What is our primary use case?
We are a financial company and we have redundant data centers, with a VMware Metro Cluster staged between the two locations. We have Rubrik running in our data center and it is used for backing up our on-premises infrastructure.
We keep the backup of the environment on-premises for two weeks, just to be able to restore in case we lose or corrupt part of the virtual infrastructure. We also send copies of some of the data into the cloud for long-term archiving because we're under a regulatory requirement to store certain parts of the business data for up to seven years.
At this point, our environment is probably close to 90% virtual. We use physical servers for market data and essentially, there is nothing to back up on those systems because there's no data that's worth saving there. Should one of these servers fail, we just put a new one in place. It would be deployed, including the operating system, and it would start processing market data for us. We consider these as compute nodes and there is no persistent data on them.
We are highly virtualized, so Rubrik is used to back most of the VMs up. We are running VMware ESXi for our VMs, and application-wise, we are a Microsoft shop so we backup SQL Server, Exchange Server, and Microsoft file shares. We also back up a lot of business data, which is contained outside of that server.
How has it helped my organization?
The biggest impact that Rubrik has is that it allows us to have the reliance on the backup, knowing that the data is there and that the ability to restore is there. It provided the safety net we needed to deploy faster. This is because it played a great role in convincing developers and operations to do rapid releases, as opposed to doing it the old way where we didn't have reliable backups. It meant that we had to wrap all the releases in the solid recovery plan in addition to just the rollout. Now, we have the confidence in the backup and can release faster.
Rubrik has saved us time with managing backups in general. For recovery testing, the SLA policies have greatly reduced the time that we have to babysit backups. This is simply because Rubrik put thought into designing their system the right way. Instead of adding a server by creating jobs and creating schedules on top of the jobs, you're just dropping them into an SLA and all of the legwork is done for you, so adding the systems is easier.
The fact that they're SLAs, I don't need to go through the job log and analyze it to figure out why there was a job failure. Similarly, I don't need to look into the impact of the failure. This is because I know that if the machine is protected within SLA guidelines, I will get an alert in case of a problem with a machine. In this case, it means that I need to act and somebody needs to take a look at it. Essentially, it has reduced a lot of repetitive babysitting steps that don't really produce any business value.

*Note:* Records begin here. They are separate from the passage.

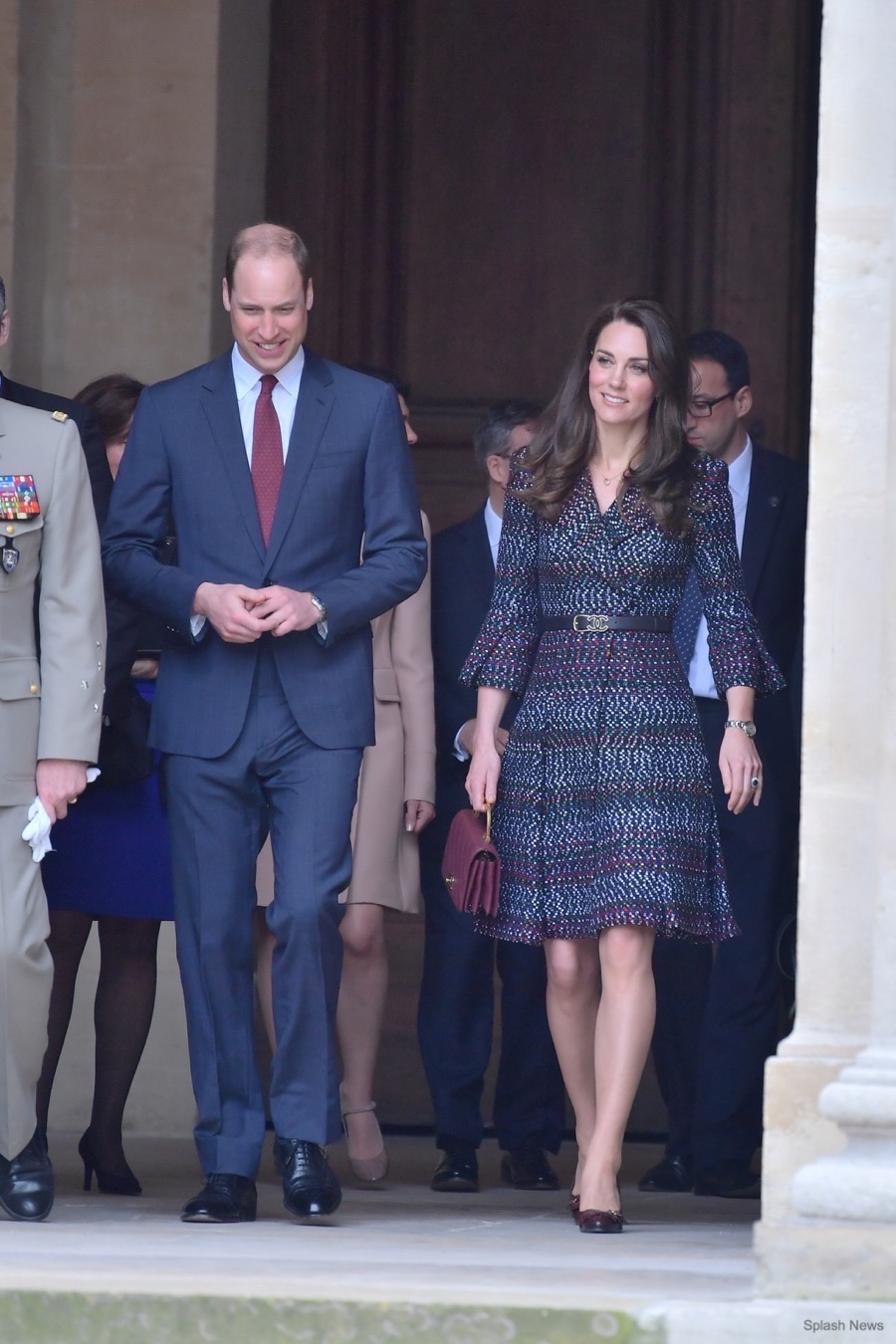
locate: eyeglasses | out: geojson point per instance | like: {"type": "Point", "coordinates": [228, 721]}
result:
{"type": "Point", "coordinates": [703, 407]}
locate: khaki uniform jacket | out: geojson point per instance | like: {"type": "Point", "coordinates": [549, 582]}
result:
{"type": "Point", "coordinates": [385, 868]}
{"type": "Point", "coordinates": [50, 702]}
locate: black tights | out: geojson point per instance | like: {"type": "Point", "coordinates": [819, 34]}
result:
{"type": "Point", "coordinates": [122, 1013]}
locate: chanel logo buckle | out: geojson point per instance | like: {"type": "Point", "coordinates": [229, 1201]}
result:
{"type": "Point", "coordinates": [588, 624]}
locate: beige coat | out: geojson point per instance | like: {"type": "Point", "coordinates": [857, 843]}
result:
{"type": "Point", "coordinates": [50, 707]}
{"type": "Point", "coordinates": [400, 767]}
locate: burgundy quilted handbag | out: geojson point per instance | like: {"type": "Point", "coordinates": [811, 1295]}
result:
{"type": "Point", "coordinates": [470, 867]}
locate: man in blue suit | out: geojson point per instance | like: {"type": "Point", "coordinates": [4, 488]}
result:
{"type": "Point", "coordinates": [719, 1017]}
{"type": "Point", "coordinates": [273, 465]}
{"type": "Point", "coordinates": [457, 991]}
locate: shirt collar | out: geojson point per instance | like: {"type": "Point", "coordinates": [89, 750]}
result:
{"type": "Point", "coordinates": [739, 471]}
{"type": "Point", "coordinates": [246, 376]}
{"type": "Point", "coordinates": [492, 525]}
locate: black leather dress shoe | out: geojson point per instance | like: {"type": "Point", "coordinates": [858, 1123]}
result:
{"type": "Point", "coordinates": [528, 1168]}
{"type": "Point", "coordinates": [458, 1172]}
{"type": "Point", "coordinates": [670, 1176]}
{"type": "Point", "coordinates": [311, 1189]}
{"type": "Point", "coordinates": [26, 1182]}
{"type": "Point", "coordinates": [223, 1199]}
{"type": "Point", "coordinates": [729, 1180]}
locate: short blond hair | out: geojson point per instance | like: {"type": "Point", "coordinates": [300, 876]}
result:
{"type": "Point", "coordinates": [265, 241]}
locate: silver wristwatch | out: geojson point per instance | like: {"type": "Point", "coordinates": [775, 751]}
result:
{"type": "Point", "coordinates": [747, 725]}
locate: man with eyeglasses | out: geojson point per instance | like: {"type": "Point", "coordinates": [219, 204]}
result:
{"type": "Point", "coordinates": [718, 1017]}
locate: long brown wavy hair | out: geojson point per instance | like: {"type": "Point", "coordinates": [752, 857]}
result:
{"type": "Point", "coordinates": [565, 437]}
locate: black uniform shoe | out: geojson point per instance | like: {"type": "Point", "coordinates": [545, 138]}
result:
{"type": "Point", "coordinates": [528, 1168]}
{"type": "Point", "coordinates": [311, 1189]}
{"type": "Point", "coordinates": [26, 1182]}
{"type": "Point", "coordinates": [223, 1199]}
{"type": "Point", "coordinates": [729, 1180]}
{"type": "Point", "coordinates": [458, 1172]}
{"type": "Point", "coordinates": [670, 1176]}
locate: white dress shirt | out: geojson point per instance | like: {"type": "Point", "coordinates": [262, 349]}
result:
{"type": "Point", "coordinates": [493, 523]}
{"type": "Point", "coordinates": [700, 672]}
{"type": "Point", "coordinates": [247, 380]}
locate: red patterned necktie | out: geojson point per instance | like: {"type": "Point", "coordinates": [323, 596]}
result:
{"type": "Point", "coordinates": [268, 456]}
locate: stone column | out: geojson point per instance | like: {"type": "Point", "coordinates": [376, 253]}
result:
{"type": "Point", "coordinates": [829, 1180]}
{"type": "Point", "coordinates": [141, 142]}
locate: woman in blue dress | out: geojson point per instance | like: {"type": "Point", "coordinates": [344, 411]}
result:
{"type": "Point", "coordinates": [604, 818]}
{"type": "Point", "coordinates": [112, 863]}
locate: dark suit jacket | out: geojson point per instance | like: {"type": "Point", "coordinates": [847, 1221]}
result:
{"type": "Point", "coordinates": [462, 580]}
{"type": "Point", "coordinates": [773, 560]}
{"type": "Point", "coordinates": [346, 476]}
{"type": "Point", "coordinates": [92, 442]}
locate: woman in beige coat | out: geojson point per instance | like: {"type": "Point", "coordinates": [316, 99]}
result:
{"type": "Point", "coordinates": [395, 799]}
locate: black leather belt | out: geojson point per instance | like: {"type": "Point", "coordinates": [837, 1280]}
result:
{"type": "Point", "coordinates": [588, 622]}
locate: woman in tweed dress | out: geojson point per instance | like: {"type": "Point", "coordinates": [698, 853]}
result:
{"type": "Point", "coordinates": [604, 818]}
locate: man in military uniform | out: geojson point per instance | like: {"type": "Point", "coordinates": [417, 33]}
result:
{"type": "Point", "coordinates": [51, 682]}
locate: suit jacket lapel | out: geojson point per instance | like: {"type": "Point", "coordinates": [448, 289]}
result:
{"type": "Point", "coordinates": [219, 402]}
{"type": "Point", "coordinates": [764, 511]}
{"type": "Point", "coordinates": [312, 413]}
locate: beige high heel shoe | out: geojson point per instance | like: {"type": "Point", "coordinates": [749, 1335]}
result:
{"type": "Point", "coordinates": [368, 1170]}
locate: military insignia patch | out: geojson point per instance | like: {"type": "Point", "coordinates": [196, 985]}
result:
{"type": "Point", "coordinates": [18, 498]}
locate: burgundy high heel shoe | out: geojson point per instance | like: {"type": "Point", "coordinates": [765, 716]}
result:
{"type": "Point", "coordinates": [109, 1183]}
{"type": "Point", "coordinates": [600, 1221]}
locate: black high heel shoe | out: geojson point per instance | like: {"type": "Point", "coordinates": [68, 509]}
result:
{"type": "Point", "coordinates": [109, 1183]}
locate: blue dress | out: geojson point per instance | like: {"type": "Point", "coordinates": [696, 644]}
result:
{"type": "Point", "coordinates": [111, 853]}
{"type": "Point", "coordinates": [604, 810]}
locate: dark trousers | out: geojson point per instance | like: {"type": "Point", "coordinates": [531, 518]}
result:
{"type": "Point", "coordinates": [718, 1016]}
{"type": "Point", "coordinates": [220, 812]}
{"type": "Point", "coordinates": [456, 1017]}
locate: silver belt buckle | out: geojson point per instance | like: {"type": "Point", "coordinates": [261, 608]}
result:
{"type": "Point", "coordinates": [590, 624]}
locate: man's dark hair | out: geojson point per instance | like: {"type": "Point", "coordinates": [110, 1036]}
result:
{"type": "Point", "coordinates": [493, 432]}
{"type": "Point", "coordinates": [384, 376]}
{"type": "Point", "coordinates": [265, 241]}
{"type": "Point", "coordinates": [722, 349]}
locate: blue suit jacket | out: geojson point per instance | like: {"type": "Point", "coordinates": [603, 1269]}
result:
{"type": "Point", "coordinates": [346, 476]}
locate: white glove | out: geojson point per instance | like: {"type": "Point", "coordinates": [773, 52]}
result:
{"type": "Point", "coordinates": [37, 833]}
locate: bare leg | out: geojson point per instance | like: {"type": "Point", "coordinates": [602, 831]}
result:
{"type": "Point", "coordinates": [358, 1020]}
{"type": "Point", "coordinates": [264, 970]}
{"type": "Point", "coordinates": [122, 1014]}
{"type": "Point", "coordinates": [621, 1043]}
{"type": "Point", "coordinates": [572, 1008]}
{"type": "Point", "coordinates": [69, 933]}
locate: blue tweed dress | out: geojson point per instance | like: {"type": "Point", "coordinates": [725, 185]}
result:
{"type": "Point", "coordinates": [604, 810]}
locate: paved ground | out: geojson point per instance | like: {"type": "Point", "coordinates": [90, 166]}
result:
{"type": "Point", "coordinates": [395, 1263]}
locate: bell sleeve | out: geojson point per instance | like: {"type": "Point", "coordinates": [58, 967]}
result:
{"type": "Point", "coordinates": [738, 655]}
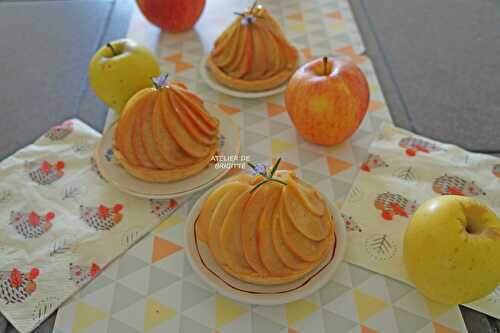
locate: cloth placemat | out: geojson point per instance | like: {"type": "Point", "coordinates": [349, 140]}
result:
{"type": "Point", "coordinates": [153, 289]}
{"type": "Point", "coordinates": [407, 169]}
{"type": "Point", "coordinates": [61, 223]}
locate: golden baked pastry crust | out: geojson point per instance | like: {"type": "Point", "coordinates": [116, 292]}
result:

We have never had a problem such that Rubrik has saved us downtime. But, it's certainly a great thing to have this additional safety net, which is a reliable backup solution. Everything we have is redundant, so even there is a hardware failure, another piece of hardware kicks in. We won't rely on Rubrik specifically for disaster recovery, but we do rely on it for business continuity. If for whatever reason, both of our data centers lose power or lose internet, or are inaccessible, then Rubrik will help us rebuild the environment. What we don't rely on it for is daily disaster recovery.
As we moved away from our previous solutions, using Rubrik has improved our overall efficiency. These days, we rarely have to do anything with the systems. Most of the time when we have to resolve an issue with the backup it's because the target system has become unavailable or has been taken offline for maintenance. It may also be the case that we have another restore request. These are the only two reasons that a restore might be delayed. It is not the same as we had with NetBackup, where we had to update the agent and software. We don't have to do anything of that nature. Backup is now pretty much gone from our weekly schedule.
What is most valuable?
The most valuable features are reliability and programmability. We have a great success rate for backups with Rubrik and because of the ease of automating tasks, we also run periodical restores to check the quality of the backups.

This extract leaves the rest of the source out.